Tasarımlarında Arap ve Kürt motiflerini kullanıyor
Aynı zamanda kıyafet tasarımcısı olan Renû Caf, “Benim kıyafet tasarımına da aynı zamanda ilgim vardı. Çok sevdiğim ve istediğim iki kişi bir arada yapmak istedim. Elbise tasarımlarımın da bir fark yaratmasını istedim. Bağdat, Suriye ve Kuveyt’deki terzilerle ortak çalışıyorum. Elbiselerin dizaynını ben yapıyorum, dikiş işini de onlar yapıyor” diye belirtiyor. Tasarımlarında Kürt kültürüne ait motifler ve kumaşları daha çok tercih eden Renû Caf, sadeliğe önem verdiğini ve kadınlar tarafından da sade tasarımların daha çok tercih edildiğini dile getiriyor. Tasarım koleksiyonunda Arap ve Kürt motiflerini birlikte kullanmaya özen gösterdiğini kaydeden Renû Caf, en çok da kendi kültürel motifleriyle tasarım yaptığını ifade ediyor. Renû Caf, pandemiden dolayı online çalıştığını söyleyerek, pandeminin gevşemesiyle birlikte ileride küçük bir butik de açmayı düşünüyor.
“Kadın isterse erkekten daha başarılı olur”

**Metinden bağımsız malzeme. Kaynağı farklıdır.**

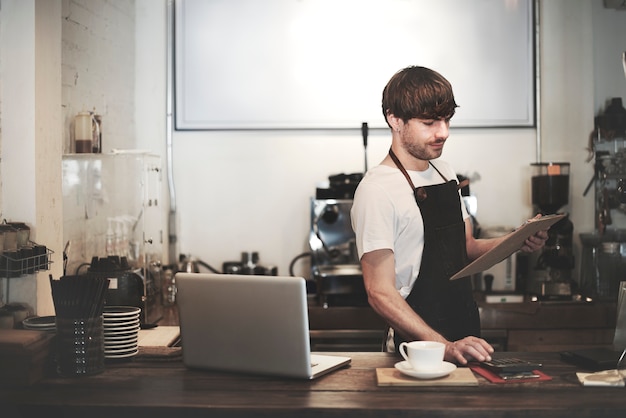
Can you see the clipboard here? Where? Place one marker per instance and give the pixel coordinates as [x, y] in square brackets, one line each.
[509, 245]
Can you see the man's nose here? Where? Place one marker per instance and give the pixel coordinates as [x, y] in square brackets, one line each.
[443, 129]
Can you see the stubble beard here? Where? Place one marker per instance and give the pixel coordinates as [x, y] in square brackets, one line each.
[419, 152]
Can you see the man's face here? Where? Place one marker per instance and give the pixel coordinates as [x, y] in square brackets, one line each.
[424, 138]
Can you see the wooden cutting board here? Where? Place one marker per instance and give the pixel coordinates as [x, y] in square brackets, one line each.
[462, 376]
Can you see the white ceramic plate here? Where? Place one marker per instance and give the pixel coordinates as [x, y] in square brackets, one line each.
[120, 310]
[120, 349]
[122, 327]
[121, 337]
[122, 355]
[132, 317]
[40, 322]
[116, 345]
[406, 369]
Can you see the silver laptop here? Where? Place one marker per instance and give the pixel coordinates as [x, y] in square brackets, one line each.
[248, 324]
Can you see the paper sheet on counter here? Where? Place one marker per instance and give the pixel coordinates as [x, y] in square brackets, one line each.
[605, 378]
[161, 336]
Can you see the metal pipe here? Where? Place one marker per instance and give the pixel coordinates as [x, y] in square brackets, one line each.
[172, 235]
[538, 141]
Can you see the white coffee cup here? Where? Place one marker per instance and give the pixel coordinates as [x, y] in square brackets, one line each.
[423, 355]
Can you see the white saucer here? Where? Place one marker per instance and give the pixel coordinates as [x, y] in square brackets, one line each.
[406, 369]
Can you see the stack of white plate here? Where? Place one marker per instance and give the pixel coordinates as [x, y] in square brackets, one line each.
[40, 323]
[121, 331]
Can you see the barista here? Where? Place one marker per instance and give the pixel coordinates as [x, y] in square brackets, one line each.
[412, 229]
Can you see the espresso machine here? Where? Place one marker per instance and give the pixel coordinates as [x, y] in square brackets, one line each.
[550, 270]
[335, 267]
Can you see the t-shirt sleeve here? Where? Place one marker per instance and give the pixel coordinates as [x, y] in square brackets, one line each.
[372, 219]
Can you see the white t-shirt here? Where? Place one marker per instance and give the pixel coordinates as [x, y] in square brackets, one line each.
[384, 215]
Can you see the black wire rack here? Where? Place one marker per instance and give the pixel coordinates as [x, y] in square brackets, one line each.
[28, 259]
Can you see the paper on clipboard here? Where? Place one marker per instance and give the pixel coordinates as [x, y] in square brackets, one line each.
[509, 245]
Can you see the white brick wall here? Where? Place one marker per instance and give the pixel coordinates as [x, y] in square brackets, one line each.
[98, 60]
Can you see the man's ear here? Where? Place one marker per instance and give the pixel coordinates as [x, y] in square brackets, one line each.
[394, 121]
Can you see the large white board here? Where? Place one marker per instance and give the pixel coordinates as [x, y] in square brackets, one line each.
[322, 64]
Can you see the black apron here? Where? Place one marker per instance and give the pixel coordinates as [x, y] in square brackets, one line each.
[445, 305]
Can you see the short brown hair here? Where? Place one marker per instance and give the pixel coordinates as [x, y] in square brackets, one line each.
[418, 92]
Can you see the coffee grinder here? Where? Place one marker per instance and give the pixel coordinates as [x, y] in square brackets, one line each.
[551, 268]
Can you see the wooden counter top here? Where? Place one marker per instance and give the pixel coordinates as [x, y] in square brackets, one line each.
[160, 388]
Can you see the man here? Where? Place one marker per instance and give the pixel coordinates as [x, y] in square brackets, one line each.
[413, 231]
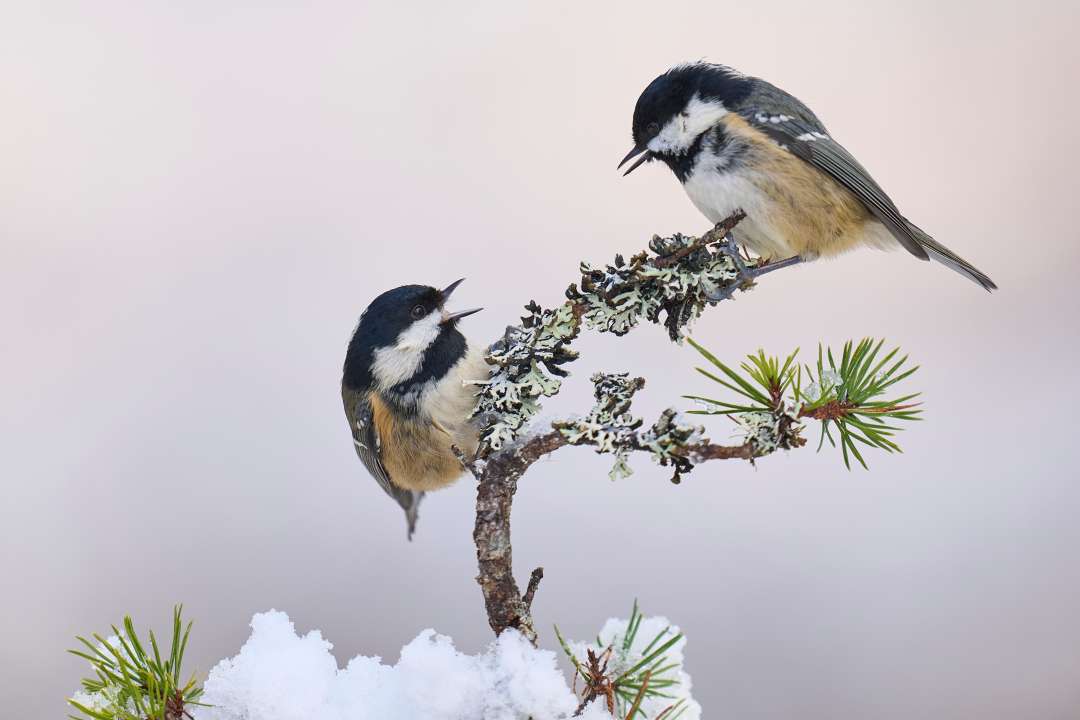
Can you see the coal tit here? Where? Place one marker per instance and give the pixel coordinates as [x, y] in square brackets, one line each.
[408, 394]
[737, 141]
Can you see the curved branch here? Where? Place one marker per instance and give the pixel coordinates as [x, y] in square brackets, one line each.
[498, 475]
[682, 277]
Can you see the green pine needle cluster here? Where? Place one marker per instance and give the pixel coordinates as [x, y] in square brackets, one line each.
[131, 683]
[635, 678]
[848, 396]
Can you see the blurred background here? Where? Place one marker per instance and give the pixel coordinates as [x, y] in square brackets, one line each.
[197, 200]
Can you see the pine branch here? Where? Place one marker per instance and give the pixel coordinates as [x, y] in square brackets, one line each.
[671, 286]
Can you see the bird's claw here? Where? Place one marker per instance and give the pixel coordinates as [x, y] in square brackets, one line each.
[746, 275]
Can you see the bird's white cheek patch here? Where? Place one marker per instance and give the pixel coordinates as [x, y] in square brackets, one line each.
[402, 361]
[684, 128]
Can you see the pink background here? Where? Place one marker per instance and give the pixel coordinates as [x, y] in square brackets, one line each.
[198, 199]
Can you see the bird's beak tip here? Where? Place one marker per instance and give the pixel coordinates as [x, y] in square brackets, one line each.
[453, 286]
[637, 150]
[453, 317]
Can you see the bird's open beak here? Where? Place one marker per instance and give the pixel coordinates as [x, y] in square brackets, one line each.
[639, 149]
[448, 290]
[453, 317]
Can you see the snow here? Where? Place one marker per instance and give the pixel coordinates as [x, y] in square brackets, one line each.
[281, 675]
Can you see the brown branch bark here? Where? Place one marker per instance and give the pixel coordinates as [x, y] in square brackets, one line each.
[498, 476]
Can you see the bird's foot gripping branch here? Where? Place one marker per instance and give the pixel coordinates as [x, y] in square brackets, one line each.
[671, 284]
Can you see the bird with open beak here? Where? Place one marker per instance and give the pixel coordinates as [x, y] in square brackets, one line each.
[408, 388]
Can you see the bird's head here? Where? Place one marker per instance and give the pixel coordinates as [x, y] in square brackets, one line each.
[406, 338]
[679, 107]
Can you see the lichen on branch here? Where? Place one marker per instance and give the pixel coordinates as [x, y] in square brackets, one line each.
[672, 283]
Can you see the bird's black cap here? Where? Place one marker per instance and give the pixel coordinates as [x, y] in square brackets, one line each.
[665, 96]
[393, 312]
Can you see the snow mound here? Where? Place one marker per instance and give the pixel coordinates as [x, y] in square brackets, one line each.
[280, 675]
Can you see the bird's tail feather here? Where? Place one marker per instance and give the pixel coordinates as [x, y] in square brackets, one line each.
[950, 259]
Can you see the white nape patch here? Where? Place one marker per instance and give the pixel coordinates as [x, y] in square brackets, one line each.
[684, 128]
[775, 120]
[402, 360]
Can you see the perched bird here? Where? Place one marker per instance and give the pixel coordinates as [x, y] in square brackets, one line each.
[407, 394]
[737, 141]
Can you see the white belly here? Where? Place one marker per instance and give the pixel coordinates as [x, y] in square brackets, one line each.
[719, 194]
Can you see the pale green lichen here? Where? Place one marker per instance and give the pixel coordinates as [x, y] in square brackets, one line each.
[610, 428]
[682, 275]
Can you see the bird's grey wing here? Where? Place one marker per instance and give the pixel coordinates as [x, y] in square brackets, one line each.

“Kadınlar bu dünyadaki en güzel resim, tablo” diyerek sözlerine devam eden Renû Caf, son olarak şu ifadelerde bulunuyor: “Kadınların olmadığı bir dünyayı düşünemiyorum, kadınlar olmazsa hayatın güzel kalır bir yanı olmayacak. Eskiye oranla bazı değişimler var. Örneğin ben ilk uçak mühendisliği bölümünü okumaya başladığımda beni tanıyan, bilen herkes konuşuyordu arkamdan. ‘Neden böyle bir meslek tercih ettin, erkek işi, işe yaramaz bir bölüm’ söylemleri ile karşılaştım. İnsanlar ellerime bakıp, ‘sen bu ellerle mi bu işi yapacaksın’ diyorlardı. Bundan sonra hiçbir kadının bu tür yaklaşımlarla karşılaşmasını istemem. Kadınların gücüne, azmine güvenmeli toplum. Çünkü kadın isterse erkekten de çok daha fazla başarılı olabilir. Artık toplumumuz da ‘bu iş erkeğin’ ‘bu iş kadının’ ayrımı yapmamalı.”